The Woman in White is Anne Catherick who appears as mad as a hatter having just escaped from the local asylum after being locked away by Sir Percival Glyde, played with a nice dollop of Victorian melodrama, a real cad and bounder, by Peter Amory who had plenty of practice at being evil as Chris Tate, in Emmerdale .

She is helped in her escape ny art teacher Walter Hartright, played with earnest zeal by Thomas Browlee, who is on his way to Limmerage House in Cumberland where  - pause for effect – it transpires nutty Anne stayed as a young girl – coincidence or what!

When he gets there his job is to teach two half sisters, Marian, played with just the right amount of feisty indignation by Lucy Cudden and Laura  who is played with a sort of innocence drifting from childish happiness to the depths of despair and, eventually, back to happiness again by Isla Carter.

The arrangement all goes pear shaped when our Walt falls in love with Laura, and she with him, which could cause problems with her impending marriage to – dramatic pause and music – Sir Percival.

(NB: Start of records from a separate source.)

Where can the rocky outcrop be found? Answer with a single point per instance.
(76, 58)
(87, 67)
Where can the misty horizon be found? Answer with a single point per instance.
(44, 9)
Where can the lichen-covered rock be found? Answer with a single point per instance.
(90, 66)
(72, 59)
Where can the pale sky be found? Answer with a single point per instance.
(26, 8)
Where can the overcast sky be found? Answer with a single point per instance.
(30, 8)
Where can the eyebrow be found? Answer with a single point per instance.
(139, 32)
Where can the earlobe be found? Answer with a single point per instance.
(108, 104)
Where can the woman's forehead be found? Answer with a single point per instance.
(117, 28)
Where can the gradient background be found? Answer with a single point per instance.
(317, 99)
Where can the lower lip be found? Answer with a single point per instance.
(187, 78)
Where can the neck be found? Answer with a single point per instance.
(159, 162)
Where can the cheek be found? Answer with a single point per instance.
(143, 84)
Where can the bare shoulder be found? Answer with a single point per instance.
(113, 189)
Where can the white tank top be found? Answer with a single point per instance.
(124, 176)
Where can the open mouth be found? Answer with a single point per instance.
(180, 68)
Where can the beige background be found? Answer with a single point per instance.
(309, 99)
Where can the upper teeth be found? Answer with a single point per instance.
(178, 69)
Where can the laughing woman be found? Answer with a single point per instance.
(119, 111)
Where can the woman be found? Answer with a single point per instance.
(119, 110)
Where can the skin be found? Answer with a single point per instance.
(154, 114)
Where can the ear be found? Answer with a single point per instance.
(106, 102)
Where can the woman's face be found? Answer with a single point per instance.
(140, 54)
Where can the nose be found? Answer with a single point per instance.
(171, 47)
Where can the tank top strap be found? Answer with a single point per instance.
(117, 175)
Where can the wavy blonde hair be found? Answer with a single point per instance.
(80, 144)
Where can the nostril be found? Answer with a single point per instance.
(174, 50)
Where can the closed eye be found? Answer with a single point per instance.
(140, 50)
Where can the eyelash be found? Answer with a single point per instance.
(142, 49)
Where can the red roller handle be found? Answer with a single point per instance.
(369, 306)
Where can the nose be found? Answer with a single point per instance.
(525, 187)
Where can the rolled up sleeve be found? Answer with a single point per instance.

So our Walter has to leave but not before The Woman in White pops up again in the graveyard to warn of impending doom and that Sir Percival is not all he seems.

DODGY UPPER CLASS

Enter solicitor Vincent Gilmore, nicely played with avuncular charm by Neil Stacy, who tries to protect Laura’s interest in the marriage but is thwarted by her invalid uncle and guardian Frederick Fairlie, a bundle of nerves, and don't we all know it, in the hands of Glyn Grain, and the scene is set for Sir Percival, who a dodgy member of the upper class and on his uppers to boot, to set about raiding his new wife’s fortune aided by his Italian friend, the scheming Count Fosco, played with obvious enjoyment and gusto by Colin Baker.

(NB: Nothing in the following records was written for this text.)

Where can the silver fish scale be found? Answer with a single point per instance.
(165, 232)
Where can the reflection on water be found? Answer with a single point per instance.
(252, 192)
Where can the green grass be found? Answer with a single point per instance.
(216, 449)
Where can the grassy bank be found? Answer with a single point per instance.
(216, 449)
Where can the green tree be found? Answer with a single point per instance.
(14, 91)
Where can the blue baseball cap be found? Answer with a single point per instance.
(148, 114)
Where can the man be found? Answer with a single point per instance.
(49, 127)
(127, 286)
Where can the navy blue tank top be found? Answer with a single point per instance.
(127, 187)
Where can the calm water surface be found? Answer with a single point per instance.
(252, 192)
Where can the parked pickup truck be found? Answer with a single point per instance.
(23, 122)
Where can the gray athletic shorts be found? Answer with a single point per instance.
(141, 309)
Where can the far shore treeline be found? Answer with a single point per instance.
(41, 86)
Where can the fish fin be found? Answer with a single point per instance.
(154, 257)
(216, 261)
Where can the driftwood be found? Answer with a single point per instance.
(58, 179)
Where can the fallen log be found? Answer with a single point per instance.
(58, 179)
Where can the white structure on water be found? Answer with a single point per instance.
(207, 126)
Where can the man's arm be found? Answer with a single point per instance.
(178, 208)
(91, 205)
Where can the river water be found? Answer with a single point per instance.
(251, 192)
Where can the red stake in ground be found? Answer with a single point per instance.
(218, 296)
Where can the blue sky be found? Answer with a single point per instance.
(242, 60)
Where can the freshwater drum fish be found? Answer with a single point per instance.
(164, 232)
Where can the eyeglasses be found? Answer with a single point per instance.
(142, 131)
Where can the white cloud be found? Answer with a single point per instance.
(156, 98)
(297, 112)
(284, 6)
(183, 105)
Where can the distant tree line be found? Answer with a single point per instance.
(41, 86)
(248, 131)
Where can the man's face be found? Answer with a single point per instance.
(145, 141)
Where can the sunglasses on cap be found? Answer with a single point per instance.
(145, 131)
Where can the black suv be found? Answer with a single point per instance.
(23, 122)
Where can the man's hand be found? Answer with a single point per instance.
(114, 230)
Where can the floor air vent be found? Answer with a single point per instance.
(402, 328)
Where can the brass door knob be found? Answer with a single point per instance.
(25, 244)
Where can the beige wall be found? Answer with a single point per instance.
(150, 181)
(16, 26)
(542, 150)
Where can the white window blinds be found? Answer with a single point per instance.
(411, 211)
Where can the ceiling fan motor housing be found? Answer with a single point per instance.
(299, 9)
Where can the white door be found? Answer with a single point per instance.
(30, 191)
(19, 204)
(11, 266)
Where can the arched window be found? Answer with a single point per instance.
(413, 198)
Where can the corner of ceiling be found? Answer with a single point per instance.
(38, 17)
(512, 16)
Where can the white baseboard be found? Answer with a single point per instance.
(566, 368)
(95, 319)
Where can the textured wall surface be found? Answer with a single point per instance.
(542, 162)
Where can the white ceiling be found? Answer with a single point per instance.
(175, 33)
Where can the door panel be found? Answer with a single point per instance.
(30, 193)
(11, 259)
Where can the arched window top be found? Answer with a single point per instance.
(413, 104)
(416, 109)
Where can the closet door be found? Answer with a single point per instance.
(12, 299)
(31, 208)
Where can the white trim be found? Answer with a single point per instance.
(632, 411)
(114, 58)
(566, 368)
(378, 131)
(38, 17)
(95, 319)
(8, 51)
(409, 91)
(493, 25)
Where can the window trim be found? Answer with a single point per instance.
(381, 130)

Also worth a mention  is Karen Ford, who was Miss Booth, the Art Teacher in Grange Hill, and here plays the faithful old retainer-cum-housekeeper Miss  Michelson, who has the best line in the play when she describes Sir Percival who, by this time is in a rapidly accelerating descent into his own personal hell, as "very over excited with wine" . . . as very overexcited as a newt, one might say.

With a fully fledged Victorian villain in the shape of a cruel husband fond of the demon drink the scene is set. Throw in a mysterious death, mistaken identities, threats, Walt's Italian art Prof friend Pesco, which provides a cameo role for Richard Tate, and a secret Italian society called the Brotherhood where the penalty for dishonour is death and  you would think there was enough plot already to fill any play.

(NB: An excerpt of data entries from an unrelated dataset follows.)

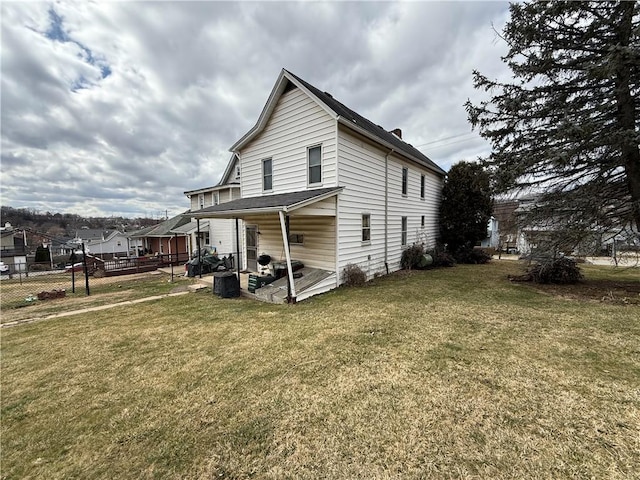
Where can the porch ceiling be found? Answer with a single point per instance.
(282, 202)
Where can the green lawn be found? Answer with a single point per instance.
(453, 373)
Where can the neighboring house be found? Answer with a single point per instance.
(502, 230)
(161, 239)
(105, 244)
(217, 232)
(516, 236)
(13, 247)
(323, 185)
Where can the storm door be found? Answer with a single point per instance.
(252, 248)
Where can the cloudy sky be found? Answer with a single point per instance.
(117, 108)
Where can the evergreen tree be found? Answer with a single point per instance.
(466, 206)
(566, 127)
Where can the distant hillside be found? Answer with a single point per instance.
(66, 224)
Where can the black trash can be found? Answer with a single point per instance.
(226, 284)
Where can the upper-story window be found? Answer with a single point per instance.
(403, 232)
(405, 179)
(366, 227)
(267, 174)
(314, 155)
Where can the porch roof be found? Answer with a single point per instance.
(281, 202)
(190, 227)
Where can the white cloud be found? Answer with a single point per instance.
(120, 107)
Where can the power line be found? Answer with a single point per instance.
(447, 138)
(452, 143)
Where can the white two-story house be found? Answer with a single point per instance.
(325, 186)
(217, 232)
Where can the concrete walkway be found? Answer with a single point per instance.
(101, 307)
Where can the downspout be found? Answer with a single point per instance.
(198, 244)
(285, 241)
(237, 250)
(386, 210)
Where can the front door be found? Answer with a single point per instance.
(252, 248)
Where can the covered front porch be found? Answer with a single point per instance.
(296, 232)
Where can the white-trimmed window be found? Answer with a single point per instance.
(296, 239)
(366, 227)
(405, 179)
(314, 160)
(403, 233)
(267, 174)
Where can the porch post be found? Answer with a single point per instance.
(285, 242)
(198, 243)
(237, 250)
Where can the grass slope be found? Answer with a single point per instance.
(450, 373)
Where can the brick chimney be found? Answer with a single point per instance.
(397, 132)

But no we also have the revelation of Sir Percival’s scandalous – at least in 1860 – secret, a mysterious church fire and the mystery of Anne’s father, and why she looks just like Laura, nudge, nudge, wink, wink, so there is a lot to pack in before everyone, or at least the survivors, can live happily ever after.

Old Wilkie Collins knew how to keep the pot bubbling week after week and to her credit Miss Boyce does not let his many stranded plot stray too far before gathering it all in again..  

A big talented cast of 13 enter into what is a big story with plenty of enthusiasm and as the  plot thickens nicely, they pick up the pace as all the threads are drawn together.

Beaing such a big novel also poses problems for the designer, Alan Miller Bunford, who had to create two country houses, a lodging house, lunatic asylum, solicitor’s office, opera, London street and graveyard all without holding up the action, and apart from a couple of minor first night hiccoughs, his set proved remarkably flexible.

This was the opening night and I am sure Ian Dickens, who directed, and his wife, will tweak here and there to build on what is already a good, solid  foundation. It has taken 152 years but the wait has been worth it. To Saturday, June 23.

Roger Clarke 

This was the final play in the Ian Dickens' successful summer season at the Grand and Colin Baker announced that the summer season will return, with different plays, next year.